Gas is favoured because of its speed, control and the tangible distribution of heat. Many modern gas hobs don’t have a separate ignition button, and you merely have to turn the knob and press it in to distribute the gas and ignite it. While the burner parts can be taken apart to keep them clean, it can be difficult to keep them looking good if you’re not a dedicated cleaner. For the sake of variety for cooking different dishes, you can buy hobs with different types of burners. Always keep in mind that gas appliances require installation by Gas Safe registered engineers, which makes installation more expensive than other forms of hobs.
For those who want gas but aren’t into cleaning so much, then a glass surface gas hob may be best for you. The ceramic glass makes it easy to wipe stains and spillages off the hob. With that being said, it doesn’t change how difficult it can be to clean the burners, and it will show up fingertips and grease more easily. These options aren’t as quick to heat as electric ceramic glass hobs, but it does have the control of a regular gas hob.
Heated via spiral copper coils that sit underneath the glass surface, inductions hubs transfer the heat energy directly to the above pan. The coil won’t activate until there is an iron magnetic pan placed onto the surface. As soon as the pan is removed, the hob begins to cool at a rather rapid pace.

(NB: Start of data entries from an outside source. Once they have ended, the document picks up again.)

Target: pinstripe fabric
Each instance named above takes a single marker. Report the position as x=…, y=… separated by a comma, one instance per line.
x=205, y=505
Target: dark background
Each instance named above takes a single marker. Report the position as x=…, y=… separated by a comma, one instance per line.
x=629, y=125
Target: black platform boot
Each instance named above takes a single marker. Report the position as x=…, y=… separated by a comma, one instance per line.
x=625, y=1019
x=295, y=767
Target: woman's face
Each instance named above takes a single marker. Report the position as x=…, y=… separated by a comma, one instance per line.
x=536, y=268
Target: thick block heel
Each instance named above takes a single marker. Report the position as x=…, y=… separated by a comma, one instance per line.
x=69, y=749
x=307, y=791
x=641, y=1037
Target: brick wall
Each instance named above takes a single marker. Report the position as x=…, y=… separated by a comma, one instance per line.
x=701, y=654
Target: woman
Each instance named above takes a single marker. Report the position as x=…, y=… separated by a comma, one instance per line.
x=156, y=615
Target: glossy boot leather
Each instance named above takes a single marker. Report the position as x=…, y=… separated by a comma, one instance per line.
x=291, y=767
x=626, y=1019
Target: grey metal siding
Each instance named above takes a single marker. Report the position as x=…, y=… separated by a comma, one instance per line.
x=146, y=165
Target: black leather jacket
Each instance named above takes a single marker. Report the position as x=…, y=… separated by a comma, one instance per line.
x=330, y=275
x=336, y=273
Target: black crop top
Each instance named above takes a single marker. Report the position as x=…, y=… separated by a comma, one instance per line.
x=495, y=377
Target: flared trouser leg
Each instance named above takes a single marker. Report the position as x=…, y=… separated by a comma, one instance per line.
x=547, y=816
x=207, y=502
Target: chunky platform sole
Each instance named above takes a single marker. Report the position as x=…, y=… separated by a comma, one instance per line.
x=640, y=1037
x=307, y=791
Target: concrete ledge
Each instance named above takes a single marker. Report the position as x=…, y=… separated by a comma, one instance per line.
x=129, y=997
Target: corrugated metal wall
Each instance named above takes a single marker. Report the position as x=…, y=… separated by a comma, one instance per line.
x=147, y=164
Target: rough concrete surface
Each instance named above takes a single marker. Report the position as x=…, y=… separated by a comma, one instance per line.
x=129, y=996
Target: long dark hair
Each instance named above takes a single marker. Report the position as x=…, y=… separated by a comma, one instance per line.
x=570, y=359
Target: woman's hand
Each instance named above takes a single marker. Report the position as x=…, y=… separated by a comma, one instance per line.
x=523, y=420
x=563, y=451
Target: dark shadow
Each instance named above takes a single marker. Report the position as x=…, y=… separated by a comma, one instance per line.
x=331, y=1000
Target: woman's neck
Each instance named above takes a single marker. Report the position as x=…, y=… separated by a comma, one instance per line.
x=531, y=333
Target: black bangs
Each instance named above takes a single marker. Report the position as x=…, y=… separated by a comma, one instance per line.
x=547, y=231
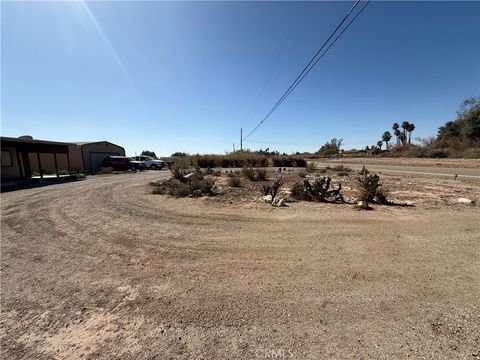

This process makes these hobs easy-to-use, very responsive, simple to clean, highly energy efficient and good at reducing the possibility of burns. With that being said, they do require your pans to be magnetic (or it won’t work), which means you may have to replace your pre-existing pans. Additionally, they may interfere with pacemakers due to emitting an electromagnetic field that can interfere with such vital devices.
These surfaces are rather easy-to-clean and are built using hardy ceramic glass surfaces. Instead of having outward burners, the heating zones are indicated by silhouettes of varying sizes. The surface doesn’t overheat due to the installation of safety devices, which can be properly fitted by an electric hob specialist such as Repair Aid. Despite being incredibly fast to heat when compared to its gas counterpart, the heat distribution at the bottom of a pan doesn’t tend to be as good.
Electric plate and coil
One of the cheapest types of hob to buy, they are incredibly inefficient with energy. So despite the initial costs being so low, you’re soon slowly paying back your savings in your energy bills. Heat is notoriously difficult to control due to the heating element being under a metal plate, which is slow to rise and fall in temperature.
Features to Expect
There are a number of features that you should expect when buying the above types of hobs. This does differ between different fuels, so here’s a good guide by category:
- Auto-ignition sparks the gas supply when the dial is pushed in and turned
- Flame failure protection ensures that if the flame suddenly goes out, either it will automatically restart the burner or stop the gas supply from running
- Overspill protection ensures that when liquid is boiling over a pan, it will be detected and the power will be turned off
- Auto timeout switches off the heat switches if they have been left unused for a certain period of time
- Hot hob lights will switch on so that you know when a hob ring is still too hot to touch
- Automatic heat reduction will heat the ring up to the highest setting, before reducing the boil down to a simmer after an allocated amount of time
With these things in mind, you’re now better placed than ever to buy the right hob for your property.